None of my clients at the moment smell unbearable, but I’ve had some in the past who have come close. One session, with a particularly ripe smelling young man, I caught his scent as soon as I entered the waiting room and, being quick on my toes that day, opted to save myself and my future clients by meeting with him in the basement where we have a larger multipurpose meeting room. But my efforts weren’t quite enough, and despite the room upgrade, I found myself breathing from my mouth the whole session, and wrapping up ahead of the hour.
Things have been slow this summer, but they are picking up as clients settle into a routine surrounding the school year, and as overwhelmed teachers and schools make referrals for every kid they feel has ADHD. I get terribly frustrated when things are slow.
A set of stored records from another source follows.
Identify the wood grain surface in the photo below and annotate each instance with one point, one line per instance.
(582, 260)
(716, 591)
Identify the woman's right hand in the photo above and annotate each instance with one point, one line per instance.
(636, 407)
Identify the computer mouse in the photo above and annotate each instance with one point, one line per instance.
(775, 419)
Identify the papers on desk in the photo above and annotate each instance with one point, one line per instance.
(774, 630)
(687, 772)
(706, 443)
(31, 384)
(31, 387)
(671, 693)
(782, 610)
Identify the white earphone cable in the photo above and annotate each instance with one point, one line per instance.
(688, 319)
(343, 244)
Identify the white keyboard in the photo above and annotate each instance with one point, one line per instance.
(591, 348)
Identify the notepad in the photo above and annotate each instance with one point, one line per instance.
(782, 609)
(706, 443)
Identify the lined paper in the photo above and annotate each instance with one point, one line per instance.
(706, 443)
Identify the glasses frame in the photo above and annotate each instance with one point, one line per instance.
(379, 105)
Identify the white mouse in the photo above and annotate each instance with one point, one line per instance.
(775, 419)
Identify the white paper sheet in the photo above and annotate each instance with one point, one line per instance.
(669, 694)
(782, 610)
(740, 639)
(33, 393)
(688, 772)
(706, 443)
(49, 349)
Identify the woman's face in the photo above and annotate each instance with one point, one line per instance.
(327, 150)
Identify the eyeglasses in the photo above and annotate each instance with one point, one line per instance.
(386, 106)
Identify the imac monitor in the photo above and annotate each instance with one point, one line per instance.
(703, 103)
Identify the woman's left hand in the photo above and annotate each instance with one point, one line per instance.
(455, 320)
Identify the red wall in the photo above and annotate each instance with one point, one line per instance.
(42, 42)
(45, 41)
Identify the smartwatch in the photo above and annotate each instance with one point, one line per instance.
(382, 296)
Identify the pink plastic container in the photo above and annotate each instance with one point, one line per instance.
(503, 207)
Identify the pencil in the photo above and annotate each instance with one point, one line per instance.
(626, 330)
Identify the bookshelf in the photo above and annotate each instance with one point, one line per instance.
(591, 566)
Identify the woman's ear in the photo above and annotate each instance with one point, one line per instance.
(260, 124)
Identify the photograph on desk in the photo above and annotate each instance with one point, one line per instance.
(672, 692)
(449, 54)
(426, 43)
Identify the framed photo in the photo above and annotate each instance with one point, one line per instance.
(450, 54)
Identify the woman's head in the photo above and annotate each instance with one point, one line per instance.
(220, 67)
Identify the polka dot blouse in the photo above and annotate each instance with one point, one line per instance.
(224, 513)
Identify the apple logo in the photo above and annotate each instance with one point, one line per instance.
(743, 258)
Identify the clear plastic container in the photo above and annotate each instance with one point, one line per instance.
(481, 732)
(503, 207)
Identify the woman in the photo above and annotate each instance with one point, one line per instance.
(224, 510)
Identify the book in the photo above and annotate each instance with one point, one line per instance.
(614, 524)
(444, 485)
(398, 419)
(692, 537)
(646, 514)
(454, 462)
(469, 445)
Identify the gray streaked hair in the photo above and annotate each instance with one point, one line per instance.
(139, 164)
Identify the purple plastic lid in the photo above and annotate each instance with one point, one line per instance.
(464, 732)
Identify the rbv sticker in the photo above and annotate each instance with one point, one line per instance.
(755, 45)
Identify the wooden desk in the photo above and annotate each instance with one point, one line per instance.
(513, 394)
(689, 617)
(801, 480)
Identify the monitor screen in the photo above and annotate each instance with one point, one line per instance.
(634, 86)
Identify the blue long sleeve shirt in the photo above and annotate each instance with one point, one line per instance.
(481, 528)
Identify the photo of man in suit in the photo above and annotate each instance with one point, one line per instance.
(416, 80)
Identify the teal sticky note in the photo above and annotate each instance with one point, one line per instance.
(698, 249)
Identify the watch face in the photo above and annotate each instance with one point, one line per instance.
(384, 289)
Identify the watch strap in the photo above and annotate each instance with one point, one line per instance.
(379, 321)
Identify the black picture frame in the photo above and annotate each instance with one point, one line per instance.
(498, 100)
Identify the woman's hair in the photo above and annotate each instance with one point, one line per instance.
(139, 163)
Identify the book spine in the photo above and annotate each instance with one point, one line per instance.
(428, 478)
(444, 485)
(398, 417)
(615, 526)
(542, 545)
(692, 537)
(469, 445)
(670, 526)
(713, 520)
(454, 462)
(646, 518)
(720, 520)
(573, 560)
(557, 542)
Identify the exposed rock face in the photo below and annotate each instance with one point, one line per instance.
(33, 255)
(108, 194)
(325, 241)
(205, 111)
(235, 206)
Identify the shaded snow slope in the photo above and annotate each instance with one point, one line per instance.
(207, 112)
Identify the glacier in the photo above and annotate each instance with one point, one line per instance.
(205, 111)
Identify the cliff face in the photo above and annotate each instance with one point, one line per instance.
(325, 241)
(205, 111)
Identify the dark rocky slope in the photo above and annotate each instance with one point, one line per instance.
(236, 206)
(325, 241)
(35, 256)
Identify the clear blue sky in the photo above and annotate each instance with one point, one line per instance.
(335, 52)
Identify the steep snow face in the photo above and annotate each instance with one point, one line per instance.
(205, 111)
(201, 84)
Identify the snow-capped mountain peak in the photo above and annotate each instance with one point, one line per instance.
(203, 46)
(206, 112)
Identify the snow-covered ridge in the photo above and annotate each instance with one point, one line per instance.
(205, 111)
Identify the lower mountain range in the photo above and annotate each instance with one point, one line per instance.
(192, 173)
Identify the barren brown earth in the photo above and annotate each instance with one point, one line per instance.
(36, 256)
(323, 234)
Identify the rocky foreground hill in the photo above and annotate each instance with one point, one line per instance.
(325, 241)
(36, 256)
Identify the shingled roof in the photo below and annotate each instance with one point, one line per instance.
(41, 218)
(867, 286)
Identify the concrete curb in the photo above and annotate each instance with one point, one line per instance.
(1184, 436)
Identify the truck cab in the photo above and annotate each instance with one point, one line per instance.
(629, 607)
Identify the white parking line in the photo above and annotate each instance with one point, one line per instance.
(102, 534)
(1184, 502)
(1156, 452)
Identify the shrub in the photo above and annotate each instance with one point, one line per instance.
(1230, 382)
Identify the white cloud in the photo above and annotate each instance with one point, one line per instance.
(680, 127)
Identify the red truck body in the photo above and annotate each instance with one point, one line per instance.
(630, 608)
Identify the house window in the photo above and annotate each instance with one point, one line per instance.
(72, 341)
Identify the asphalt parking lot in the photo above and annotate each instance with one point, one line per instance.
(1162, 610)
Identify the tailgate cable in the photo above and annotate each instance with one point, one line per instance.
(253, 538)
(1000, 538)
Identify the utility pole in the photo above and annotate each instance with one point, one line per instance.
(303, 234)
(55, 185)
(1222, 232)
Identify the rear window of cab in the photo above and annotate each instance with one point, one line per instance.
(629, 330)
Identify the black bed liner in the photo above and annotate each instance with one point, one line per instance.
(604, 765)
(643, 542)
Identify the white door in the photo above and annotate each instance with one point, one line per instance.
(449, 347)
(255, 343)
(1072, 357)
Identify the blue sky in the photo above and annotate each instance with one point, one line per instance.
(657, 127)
I don’t get frustrated with my clients, though some clinicians do, and I really work to not look for or place too much stock in absurd, random reasons that therapists tell themselves when clients don’t show for appointments. “It’s the weather,” is the most common one thrown around by therapists on nice days and rainy days and blizzard days and every other kind of day. I tend to get frustrated when things are slow mostly because of my suffering productivity expectation, but also because it means that I no longer have a valid excuse for neglecting paperwork such as transfers, discharges, correspondence to be sent out or documented, and a thousand other pieces of minutiae which one would never think about otherwise.
I’m feeling positive on the whole though. I’ve been feeling more comfortable in my role recently. Mostly it comes from being reassured that what I’m doing with clients is actually therapy and is actually helping. I don’t want this to become a requisite for me feeling good about my work, but it does feel excellent to have someone say that I have helped them. I don’t mean that in a “look at me, doing such great work,” sort of way. It’s simply a reflection of the fact that as a therapist who works primarily with people who have a difficult time communicating how they feel and what they mean, and the fact that I work in a silo, with little supervision or collaborators with any real knowledge of what I do, chances for feedback can be few and far between. And perhaps my clients are paying me lip service, but I’m not going to read too much into it and just take the boost to my esteem as it is.
I got a succulent from my cousin-in-law recently, and while it’s been sprucing up my office, it’s also losing leaves on one of the shoots. I have damn near no idea how often it needs watered, so my goal is to just keep the leaves turgid and on the stem. I think I was under watering it, as it was losing leaves at a fast clip and they were looking shriveled. Now they look bloated and ready to burst. Like all areas of life I suppose moderation is key; for plants and humans it comes down to dialing it in.